Interestingly, primary SS and PBC share common features. For example, in both conditions the inflammation starts around the ducts and both epithelial populations inappropriately express class II HLA molecules. Besides, infiltrates of CD4 T lymphocytes are common in bile ducts and salivary glands in patients with PBC and primary SS, respectively. Thus, it seems that in both diseases common pathogenetic mechanisms operate despite the fact that their autoantibody profiles are different.
In another hand, viral infection has long been suspected as a potential cause of primary SS, and more recently a possible relationship between primary SS and HCV has been postulated. There is evidence that shows an association of characteristic histological changes of Sjögren’s syndrome in the salivary glands and HCV infection.16 In this study we found a prevalence of 12% of HCV infection in our patients with primary SS, and there are reports that showed frequencies up to 19%,25 being significantly higher than the prevalence of infection reported in the general population. Also, patients with primary SS and HCV infection had higher prevalence of abnormal hepatic biochemistries and clinic liver disease.25
The tissular damage observed in some patients with primary SS could be related to an anomalous interaction between lymphocytes and different epithelial tissues, including the liver.1 Since it has been suggested that the target tissue involved in the autoimmune damage of primary SS might be the epithelium, is remarkable that we found a significant association between vasculitis and liver involvement, pointing out a possible link between the hepatic and vascular damage. Epithelial cells seems to be active participants rather than passive targets in the chronic immune response in primary SS, but further studies are required to establish the role of liver epithelial cells in the pathogenesis of this disease, maybe including analysis of HLA expression and cytokine profiles.

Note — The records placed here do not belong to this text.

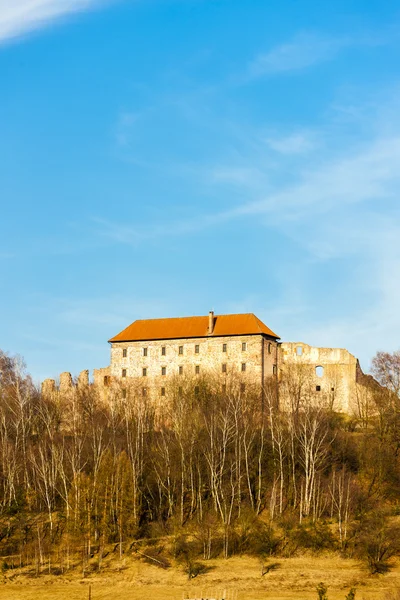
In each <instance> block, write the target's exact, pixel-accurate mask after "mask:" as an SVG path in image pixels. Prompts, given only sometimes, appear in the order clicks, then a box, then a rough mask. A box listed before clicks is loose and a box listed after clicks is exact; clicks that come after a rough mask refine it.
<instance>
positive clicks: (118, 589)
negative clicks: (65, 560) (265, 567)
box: [0, 555, 400, 600]
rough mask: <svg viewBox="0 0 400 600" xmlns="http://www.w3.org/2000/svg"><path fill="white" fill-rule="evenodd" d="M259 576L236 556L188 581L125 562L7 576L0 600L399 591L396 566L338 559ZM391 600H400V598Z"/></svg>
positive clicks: (295, 564) (258, 597)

Finally, we found an important proportion of primary SS patients with liver involvement that had no evident explanation; consequently, it seems that this subgroup of patients may have an immunologic hepatic damage secondary to primary SS. However, one limitation of this study is that the true prevalence of liver involvement could not be precisely determinate because it’s retrospective nature, and that not all laboratorial, radiological and histological studies were done in all patients.
Future studies must expand these observations in prospective ways and correlate the association of liver involvement and primary SS syndrome. It will be important to establish if in patients with primary SS and indeterminate liver disease the liver affection is secondary to the activation of immunologic mechanisms of the primary disease, or the autoimmune exocrinopathy represents a secondary manifestation of the primary liver disease.
In summary, liver involvement is commonly present in patients with primary SS and its presence seems to correlate with certain clinical features of systemic disease, such as arthritis, vasculitis and Raynuad’s phenomenon, and some autoimmune and inflammatory markers, such as ANA, AMA, and globular sedimentation rate. In a considerable proportion of patients with primary SS with subclinic and clinic liver disease no other diagnosis explaining the liver involvement can be found.